The decisions physicians make are based on examinations, an overview of a patient’s symptoms, as well as a patient’s medical history. Beyond simple inefficiency, it could be dangerous to a patient’s health if the information on their EHR is not properly displayed. To increase clinical efficiency, I grouped the health data into related clusters, highlighting only relevant information in order to:

  1. Keep track of a patient’s care plan with filters by specialty.

  2. Alert doctors of items that are past due and in need of action.

  3. Provide a quick overview for the biomarkers and tracking over time.

  4. Allow direct access to family history and Care Team summary.

Furthermore, instead of traditional tabs, I presented them in tiles to help physicians digest a variety of information effectively and make comprehensive decisions based on a broader overview of a patient’s records.

 
 

Timeline

Beyond a patient’s heath data, their health history also plays an important part in helping physicians make their diagnostic decisions.

I designed a scrollable time table that visualizes a patient’s treatment, hospitalization, symptoms, and other relevant information, which is displayed in chronological format in order to better visualize a patient’s health over time in a natural, intuitive way.

 
 

Notes Navigator

Time consuming documentation lookup interferes with face-to-face patient care.
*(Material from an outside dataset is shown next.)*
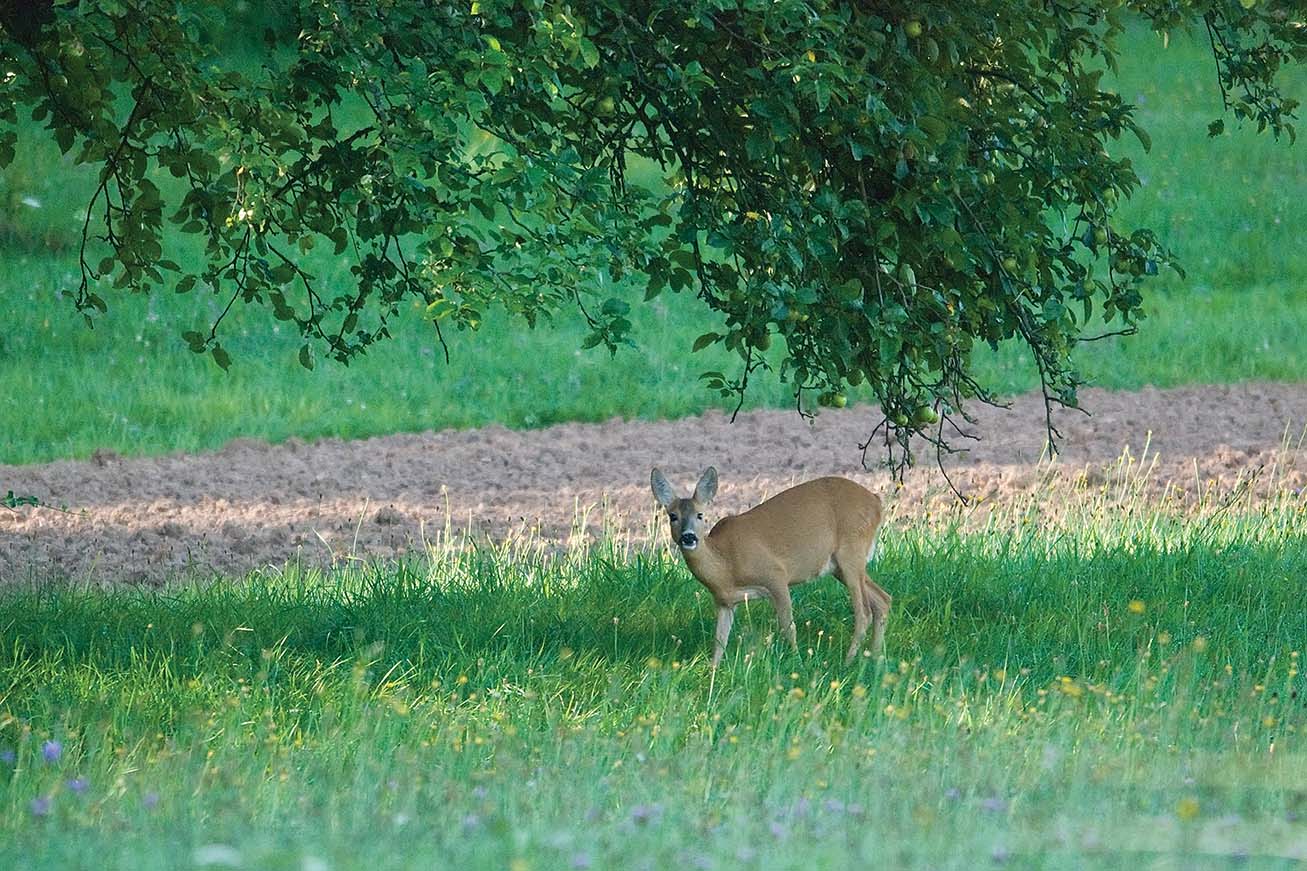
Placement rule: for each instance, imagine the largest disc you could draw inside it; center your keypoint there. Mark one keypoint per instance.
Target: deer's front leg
(726, 617)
The Notes Navigator was designed to allow physicians to find notes from other doctors of a patient in a timely manner.

Utilizing the Natural Language Processing Engine, we aimed to optimize keyword search by providing the most common terms across numerous categories. For quick and easy identification, I color labeled selected categories and used bubble sizes to directly correlate to the commonality of each keyword.

 
 

Record Locator

The Record Locator was designed to allow physicians to browser a patient’s critical data within a single location. For consistency, I used the same design treatment as the Patient Summary, displaying data and records separated into tiles for better clarity and for a broader overview of the information.

 

Result and reflection

It was an intense but exciting two week experience. Designing for a specific profession was by far the most challenging aspect of the project, familiarizing myself with the established language that physicians use in their industry, in addition to internalizing a great deal of information about the medical field. Speaking with the emergency physician and listening to the health management consultant’s experiences with physicians helped me better understand the workflow issues that are at the root of many EHR usability problems.

 

However…

Given the brevity of the project’s term, I believe we were only able to scratch the surface of the subject. Under the larger healthcare umbrella, there are distinct sub-classifications that have their own workflow and unique healthcare needs. For example, the workflow of a primary care provider who sees a larger volume of patients every day would be very different to that of a specialist who treats fewer patients daily, but may require extra attention for each patient.

There are still many things to learn about physicians and their work before we can begin designing a more competent tool for their daily use. It was unfortunate that the Patient Insight project was not fully realized. Still, the process of designing for it helped me realize the potential for impact the application of modern design principles and technology could have in improving the timeworn tools that are still in use by the healthcare industry today.